SEMARANG (jatengtoday.com) – Setiap akhir pekan sepulang sekolah, Danang Lawu Sulistiyono, selalu tak sabar untuk segera bergegas menuju sanggar kesenian. Di usia ke-13, siswa kelas VIII SMP Negeri 5 Semarang itu telah menguasai ilmu mendalang wayang kulit purwa dengan gaya pakem gagrak mangkunegaran.
Wayang kulit purwa sendiri diperkirakan memiliki umur yang paling tua di antara wayang kulit lainnya. Di usia belia, ia telah menguasai sejumlah lakon wayang seperti Kangsa Adu Jago, Gatot Kaca Lahir, Wirata Parwa, dan Wahyu Makutha Rama.
Ia menjadi salah satu dalang cilik—saat ini beranjak remaja, di Kota Semarang yang mampu menuntaskan pertunjukan wayang semalam suntuk. Tidak hanya menggelar pertunjukan, Danang lebih suka melakukan edukasi tentang wayang sejak dini kepada lingkungan sekitar.
Seperti halnya, Sabtu (10/11/2018), bocah yang mengidolakan dalang legendaris Indonesia Ki Narto Sabdo ini asyik berlatih di Gedung Monod Diephuis & Co Jalan Kepodang 11-13 kawasan Kota Lama Semarang. Danang sedang memperkenalkan wayang kepada puluhan siswa SD Negeri Tanjung Emas Semarang yang sedang berkunjung di gedung tersebut.
“Saya senang bisa mengenalkan wayang agar budaya luhur warisan nenek moyang ini tidak punah,” katanya.
Tetapi untuk belajar wayang, kata dia, tidak bisa dipaksakan. Jika diurai, unsur pewayangan terbilang cukup rumit. Mulai dari mengenal nama tokoh, karakteristik, gerak, gaya dialog, alur cerita, bahasa, hingga nilai-nilai Jawa. “Belajar wayang harus suka dan mencintai dulu. Kalau dipaksa orang tua, biasanya malah nggak bisa,” katanya.

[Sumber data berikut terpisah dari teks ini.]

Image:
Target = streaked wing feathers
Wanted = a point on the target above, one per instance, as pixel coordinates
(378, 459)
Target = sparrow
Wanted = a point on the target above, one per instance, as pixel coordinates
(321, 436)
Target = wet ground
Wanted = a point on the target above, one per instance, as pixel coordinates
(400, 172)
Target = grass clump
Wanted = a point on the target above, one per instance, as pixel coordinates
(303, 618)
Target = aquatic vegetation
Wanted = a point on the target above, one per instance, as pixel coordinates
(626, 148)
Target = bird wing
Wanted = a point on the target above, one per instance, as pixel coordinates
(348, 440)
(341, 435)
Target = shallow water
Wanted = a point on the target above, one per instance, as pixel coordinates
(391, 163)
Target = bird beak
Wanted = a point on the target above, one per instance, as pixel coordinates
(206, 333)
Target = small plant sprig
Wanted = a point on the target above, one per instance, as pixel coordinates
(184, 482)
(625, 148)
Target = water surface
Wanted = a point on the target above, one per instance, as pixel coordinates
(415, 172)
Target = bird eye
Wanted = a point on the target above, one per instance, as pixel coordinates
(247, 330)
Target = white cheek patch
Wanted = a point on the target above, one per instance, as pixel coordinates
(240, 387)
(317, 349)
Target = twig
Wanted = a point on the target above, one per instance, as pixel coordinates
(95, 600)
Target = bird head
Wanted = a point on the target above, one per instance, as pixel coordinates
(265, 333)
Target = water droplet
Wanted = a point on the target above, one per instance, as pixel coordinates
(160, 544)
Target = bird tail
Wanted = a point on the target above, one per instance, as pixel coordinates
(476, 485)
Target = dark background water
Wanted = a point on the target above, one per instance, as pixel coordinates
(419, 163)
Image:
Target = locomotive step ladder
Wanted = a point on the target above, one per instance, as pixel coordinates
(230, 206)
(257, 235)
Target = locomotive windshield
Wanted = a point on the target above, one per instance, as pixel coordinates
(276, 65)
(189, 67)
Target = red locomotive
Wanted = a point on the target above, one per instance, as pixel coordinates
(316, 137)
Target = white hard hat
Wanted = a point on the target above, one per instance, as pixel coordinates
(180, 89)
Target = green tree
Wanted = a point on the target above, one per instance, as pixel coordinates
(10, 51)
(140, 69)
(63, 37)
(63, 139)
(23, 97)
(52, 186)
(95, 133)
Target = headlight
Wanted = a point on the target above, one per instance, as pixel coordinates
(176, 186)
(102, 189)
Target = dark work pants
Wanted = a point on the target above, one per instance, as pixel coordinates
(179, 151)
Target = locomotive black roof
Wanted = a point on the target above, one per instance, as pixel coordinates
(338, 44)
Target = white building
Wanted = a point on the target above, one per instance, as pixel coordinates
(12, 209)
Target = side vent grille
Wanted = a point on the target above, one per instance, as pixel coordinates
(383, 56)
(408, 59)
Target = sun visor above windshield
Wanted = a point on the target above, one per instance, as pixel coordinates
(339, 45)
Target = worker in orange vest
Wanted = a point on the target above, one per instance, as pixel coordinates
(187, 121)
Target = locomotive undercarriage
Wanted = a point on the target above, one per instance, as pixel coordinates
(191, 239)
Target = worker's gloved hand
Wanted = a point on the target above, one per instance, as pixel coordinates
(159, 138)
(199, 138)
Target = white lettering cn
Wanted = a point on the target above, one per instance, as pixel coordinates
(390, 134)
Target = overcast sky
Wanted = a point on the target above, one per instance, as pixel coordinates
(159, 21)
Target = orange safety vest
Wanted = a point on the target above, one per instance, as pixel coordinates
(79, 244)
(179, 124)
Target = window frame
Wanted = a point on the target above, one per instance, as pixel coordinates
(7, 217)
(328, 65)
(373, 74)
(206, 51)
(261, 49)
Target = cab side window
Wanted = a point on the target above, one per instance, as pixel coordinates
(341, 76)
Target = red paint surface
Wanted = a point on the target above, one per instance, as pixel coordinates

Ia mengaku tidak mengetahui sejak kapan menyukai wayang. Tetapi sejak kecil melekat dengan dunia wayang. “Ibu saya mendukung banget. Kalau sekarang ditanya kenapa suka mendalang? Karena tidak semua orang pengin mendalang. Tentunya, juga nguri-uri budaya,” katanya.
Dalam belajar mendalang, kata dia, paling sulit mempelajari suluk, gendhing, dan antawacana atau karakter wayang dan bahasa mendalang. “Cerita wayang cenderung saling berkaitan. Ada lebih dari 200 tokoh dalam pewayangan,” katanya.
Pertama kali pentas mendalang di Purwodadi Kabupaten Grobogan pada 2011, kelas 1 SD. Saat itu, ia membawakan Fragmen Kongso Adu Jago. Bahkan pentasnya dilanjutkan oleh dalang kondang Ki Manteb Soedharsono.
“Biasanya versi ceritanya dipadatkan menjadi 2 hingga 4 jam pertunjukan. Semalam suntuk juga pernah. Pentas di Semarang, Yogyakarta, Solo, Blora, Purwodadi, Bandung, dan Jakarta,” kata dalang yang merupakan murid dari Romo Guru FX Roedjito itu.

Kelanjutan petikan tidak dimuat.